NEWARK, N.J. — A man accused of posting a broad online threat last week that spurred heightened security at Jewish synagogues and schools in New Jersey is now facing charges, federal prosecutors announced Thursday.

Omar Alkattoul, 18, of Sayreville, is charged with transmitting a threat in interstate and foreign commerce and was scheduled to make his initial court appearance in Newark on Thursday afternoon, where he will be represented by a federal public defender. That office generally does not comment on cases.
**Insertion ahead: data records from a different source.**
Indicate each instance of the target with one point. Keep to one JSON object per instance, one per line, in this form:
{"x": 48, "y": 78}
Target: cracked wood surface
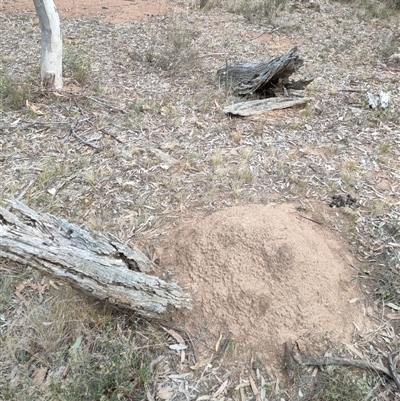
{"x": 96, "y": 264}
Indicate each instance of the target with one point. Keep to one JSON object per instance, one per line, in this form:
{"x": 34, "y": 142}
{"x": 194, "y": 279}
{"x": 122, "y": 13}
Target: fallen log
{"x": 99, "y": 265}
{"x": 255, "y": 107}
{"x": 265, "y": 78}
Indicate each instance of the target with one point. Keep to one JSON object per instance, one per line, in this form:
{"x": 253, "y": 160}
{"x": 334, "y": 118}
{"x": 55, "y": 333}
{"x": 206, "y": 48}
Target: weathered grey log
{"x": 98, "y": 265}
{"x": 264, "y": 78}
{"x": 254, "y": 107}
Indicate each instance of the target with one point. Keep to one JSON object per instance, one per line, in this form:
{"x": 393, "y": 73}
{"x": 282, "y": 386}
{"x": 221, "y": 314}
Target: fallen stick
{"x": 99, "y": 265}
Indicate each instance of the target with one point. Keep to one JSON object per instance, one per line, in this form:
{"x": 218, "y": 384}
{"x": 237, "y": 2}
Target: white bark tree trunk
{"x": 51, "y": 56}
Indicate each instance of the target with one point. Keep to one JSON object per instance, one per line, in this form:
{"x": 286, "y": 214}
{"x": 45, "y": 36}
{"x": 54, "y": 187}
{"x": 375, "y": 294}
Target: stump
{"x": 99, "y": 265}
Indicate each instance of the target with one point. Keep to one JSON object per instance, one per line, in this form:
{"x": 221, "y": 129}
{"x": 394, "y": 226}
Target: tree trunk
{"x": 51, "y": 56}
{"x": 98, "y": 265}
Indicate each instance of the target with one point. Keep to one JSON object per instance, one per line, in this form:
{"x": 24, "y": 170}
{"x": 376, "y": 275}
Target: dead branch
{"x": 96, "y": 264}
{"x": 265, "y": 78}
{"x": 322, "y": 361}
Alkattoul used a social media app on Nov. 1 to send a link to a document entitled "When Swords Collide," according to prosecutors, and he admitted to the person he sent it to that he wrote the document, stating: "It's in the context of an attack on Jews." According to the second individual, Alkattoul also sent the document to at least five other people using another social media application.

The FBI issued a statewide alert on Nov. 3 and announced a suspect had been identified the next day, but they did not identify him at that time. The warning prompted some municipalities across the state to send extra police officers to guard houses of worship and schools.

Alkattoul allegedly discussed his plan to kill as "an act of revenge" for the death of Muslims, authorities said. They have previously said they did not believe he had the means or motive to carry out any specific attack. He could face up to five years in prison if convicted of the charge he faces.

Public warnings about nonspecific threats against Jewish institutions, made by groups including Christian supremacists and Islamist extremists, aren't unusual in the New York City area, and many turn out to be false alarms.

But the area has also seen deadly attacks, including the firebombings of two synagogues and an attack on a rabbi's home in 2012, a fatal stabbing at a Hanukkah celebration in 2019, and a shooting in 2019 that killed three people in a kosher market and a police officer.

Outside the New York City region, the massacre that killed 11 people at the Tree of Life synagogue in Pittsburgh four years ago left an indelible mark.